Although known as the oil capital of Norway, Stavanger is much more than just a hub for energy industry execs. Located on Norway’s southwestern coast, Stavanger serves as an ideal base for those venturing to the iconic Pulpit Rock and as a gateway to the Lysefjord.
Yet there’s plenty going on in the city itself to interest the curious traveler. From the historic cathedral to the central district of white, wooden houses, to the street art that brightens up downtown, here are the best things to do in and around Stavanger.
One of Norway’s most iconic fjords has very few viewpoints accessible by car, so boat trips and/or hikes are needed to appreciate the Lysefjord in all its grandeur.
1. Sightseeing boat trip to Lysefjord: A three-hour sightseeing cruise departs central Stavanger daily during high season, and several times a week for much of the rest of the year.
It takes about one hour to reach the Lysefjord bridge, marking the entrance to the fjord. After passing underneath the bridge, highlights include Vagabonds cove, the sight of Pulpit Rock from fjord level, a family of goats that somehow call the steep coastline their home, and the beautiful Hengjane waterfall.
2. Pulpit Rock hike: For an awe-inspiring view of the fjord that’s hard to beat, you’ll need to tackle one of Norway’s most famous hiking trails. Pulpit Rock—or Preikestolen in Norwegian—is a clifftop dangling almost 2,000 feet above the water.
The 4.7-mile hike features a total elevation gain of approximately 1,500 feet and will take most people a total of 4-5 hours for the roundtrip. Hiking experience is advised. Daily bus shuttles link downtown Stavanger with the trailhead.
3. Climb the 4,444 steps at Flørli: An optional stop on some fjord cruises is the historic fjord village Flørli. Home to one of Norway’s first hydropower plants, Flørli is today a popular vacation spot and a challenging hiking destination with a difference. Its 4,444-step wooden staircase up the mountainside is billed as the world’s longest.
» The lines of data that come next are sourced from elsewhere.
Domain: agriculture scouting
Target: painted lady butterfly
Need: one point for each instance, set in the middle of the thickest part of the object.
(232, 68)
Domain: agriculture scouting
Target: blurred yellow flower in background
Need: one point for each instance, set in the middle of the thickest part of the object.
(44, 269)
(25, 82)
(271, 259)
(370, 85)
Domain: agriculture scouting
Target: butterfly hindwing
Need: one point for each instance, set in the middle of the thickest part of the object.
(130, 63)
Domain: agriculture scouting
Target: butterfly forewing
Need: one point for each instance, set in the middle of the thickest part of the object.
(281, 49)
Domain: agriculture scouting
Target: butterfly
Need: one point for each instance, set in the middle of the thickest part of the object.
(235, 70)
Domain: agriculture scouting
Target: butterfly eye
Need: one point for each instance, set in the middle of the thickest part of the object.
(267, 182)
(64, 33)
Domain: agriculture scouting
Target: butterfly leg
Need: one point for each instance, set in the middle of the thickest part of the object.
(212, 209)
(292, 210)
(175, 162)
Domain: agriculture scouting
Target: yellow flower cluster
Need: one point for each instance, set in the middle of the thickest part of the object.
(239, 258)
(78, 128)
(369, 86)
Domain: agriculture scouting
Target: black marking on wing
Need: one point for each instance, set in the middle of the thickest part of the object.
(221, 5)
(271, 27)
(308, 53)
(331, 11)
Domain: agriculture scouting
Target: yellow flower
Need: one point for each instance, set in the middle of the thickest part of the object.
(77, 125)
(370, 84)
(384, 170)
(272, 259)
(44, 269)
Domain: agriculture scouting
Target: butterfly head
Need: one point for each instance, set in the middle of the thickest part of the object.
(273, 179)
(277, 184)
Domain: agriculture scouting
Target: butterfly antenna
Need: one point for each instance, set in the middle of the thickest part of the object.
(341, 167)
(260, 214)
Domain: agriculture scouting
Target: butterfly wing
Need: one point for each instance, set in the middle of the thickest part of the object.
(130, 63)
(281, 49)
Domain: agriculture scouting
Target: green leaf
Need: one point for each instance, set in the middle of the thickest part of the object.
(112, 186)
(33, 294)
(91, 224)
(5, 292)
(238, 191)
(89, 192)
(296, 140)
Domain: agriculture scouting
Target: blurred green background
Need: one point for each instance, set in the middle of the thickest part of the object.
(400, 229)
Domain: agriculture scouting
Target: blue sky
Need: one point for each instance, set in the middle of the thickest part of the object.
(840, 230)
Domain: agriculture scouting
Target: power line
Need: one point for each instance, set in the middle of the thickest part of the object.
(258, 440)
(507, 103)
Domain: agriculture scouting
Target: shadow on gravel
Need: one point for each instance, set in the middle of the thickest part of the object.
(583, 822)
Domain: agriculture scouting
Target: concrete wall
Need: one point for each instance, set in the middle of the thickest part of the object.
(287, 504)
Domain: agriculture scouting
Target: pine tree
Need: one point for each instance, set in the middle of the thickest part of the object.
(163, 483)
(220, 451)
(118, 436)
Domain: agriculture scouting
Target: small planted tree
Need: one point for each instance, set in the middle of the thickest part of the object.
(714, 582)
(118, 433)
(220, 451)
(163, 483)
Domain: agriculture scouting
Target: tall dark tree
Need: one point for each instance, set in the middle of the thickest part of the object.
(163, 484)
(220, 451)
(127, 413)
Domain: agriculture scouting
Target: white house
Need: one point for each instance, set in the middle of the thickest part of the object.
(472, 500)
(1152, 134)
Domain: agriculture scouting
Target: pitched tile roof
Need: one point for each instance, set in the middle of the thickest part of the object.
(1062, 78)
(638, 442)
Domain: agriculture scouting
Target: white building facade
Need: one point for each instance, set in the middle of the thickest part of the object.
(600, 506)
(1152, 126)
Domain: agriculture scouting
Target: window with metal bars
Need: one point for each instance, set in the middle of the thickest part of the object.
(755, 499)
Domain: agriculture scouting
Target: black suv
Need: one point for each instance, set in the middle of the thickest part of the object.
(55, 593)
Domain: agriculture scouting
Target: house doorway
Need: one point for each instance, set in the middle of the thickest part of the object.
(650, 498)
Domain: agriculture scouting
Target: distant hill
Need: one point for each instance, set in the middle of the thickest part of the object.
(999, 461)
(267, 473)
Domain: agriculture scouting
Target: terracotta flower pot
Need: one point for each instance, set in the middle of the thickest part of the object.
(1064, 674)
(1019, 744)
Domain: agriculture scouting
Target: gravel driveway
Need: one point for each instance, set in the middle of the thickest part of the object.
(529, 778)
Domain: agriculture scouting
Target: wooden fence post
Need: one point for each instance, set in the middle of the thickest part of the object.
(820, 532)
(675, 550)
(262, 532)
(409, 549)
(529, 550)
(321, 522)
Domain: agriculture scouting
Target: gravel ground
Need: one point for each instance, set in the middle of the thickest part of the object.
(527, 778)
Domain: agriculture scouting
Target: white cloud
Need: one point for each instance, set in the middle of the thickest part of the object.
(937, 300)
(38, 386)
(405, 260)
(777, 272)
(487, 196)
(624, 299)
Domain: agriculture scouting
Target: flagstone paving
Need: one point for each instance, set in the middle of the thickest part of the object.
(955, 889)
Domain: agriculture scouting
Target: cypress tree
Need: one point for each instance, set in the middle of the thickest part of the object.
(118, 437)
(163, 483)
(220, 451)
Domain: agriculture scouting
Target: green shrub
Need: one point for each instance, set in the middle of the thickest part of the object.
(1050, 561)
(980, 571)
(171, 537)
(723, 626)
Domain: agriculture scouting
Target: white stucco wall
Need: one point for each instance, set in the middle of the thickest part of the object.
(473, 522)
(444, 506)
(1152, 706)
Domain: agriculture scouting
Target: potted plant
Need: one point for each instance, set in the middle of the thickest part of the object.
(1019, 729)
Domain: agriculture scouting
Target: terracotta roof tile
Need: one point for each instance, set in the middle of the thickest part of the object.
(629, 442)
Highlights of Central Stavanger
4. Old Stavanger: This historic district of white, wooden houses is just a short walk from arriving cruise ships. The old town, known as Gamle Stavanger, boasts a few hundred timber homes, impeccably looked after by their owners.
A stroll along the cobbled lanes that weave their way between the white houses, brightened up by vivacious blooms spilling from hanging baskets, is hard to beat in the summer. If you have the time, it’s worth calling into the Norwegian Canning Museum to understand the city’s major pre-oil industry.
5. Stavanger’s street art: In Stavanger, age-old wooden houses blend seamlessly with dynamic street art, painted by both local and international artists. Driven largely by the Nuart festival, Stavanger’s art scene is vast and varied.
From graffiti and muralism to stencil art and activism, the city’s street art ranges from vast eye-catching murals to more subtle work designed to blend in. Artists like Pøbel, Banksy, Dotdotdot, Dolk, and Martin Whatson have made notable contributions.
6. Walk the colorful street: Although the street art provides some color, things are dialed up a notch on one central street. In stark contrast to the white buildings that define much of central Stavanger, Øvre Holmegate—known locally as Fargegaten (Colorful Street)—is filled with color.
Join locals for a coffee or light lunch early in the afternoon in one of the many sidewalk cafes, or visit later for a more boisterous atmosphere.
7. Petroleum Museum: The hub of Norway’s oil and gas industry is home to the family-friendly Norwegian Petroleum Museum, showcasing the history of oil, its economic impact on Norway, technological progress, and even controversial topics such as disasters and the industry’s impact on climate change.
Despite its serious theme, kids can enjoy various interactive models and exhibits. Older children can test a real rescue slide and life raft, while a mini oil platform entertains the younger ones. Outside the museum, Geopark is a playground and performance space made from former oil and gas industry components.
A little farther afield
8. Admire the sword monument: Take the local bus for 15 minutes to visit Sverd i fjell (Swords in the Rock), a striking waterside monument unveiled in 1983. It features three enormous bronze swords embedded in solid rock, symbolizing peace, unity, and freedom.
The monument stands as a reminder of the historical significance of this location. In the year 872, King Harald Fairhair united Norway into one kingdom after the Battle of Hafrsfjord.
9. Visit Flor & Fjære: An unexpected find in Northern Europe, Flor & Fjære is a tropical garden sanctuary, beautifully juxtaposed against the rugged Nordic backdrop. Visitors to the family-owned island arrive by boat to be greeted by palm trees, vibrant flower beds, and tranquil water features. Following a guided tour, lunch or dinner is served in the on-site restaurant showcasing locally-sourced dishes.
10: Relax on Sola beach: The Stavanger region is renowned for having some of Norway’s best beaches. One of the most impressive and easiest to reach is Sola, just a few minutes’ drive from Stavanger Airport. The historic Sola Strand Hotel offers a set three-course dinner menu and spa treatments alongside its easy access to the beach.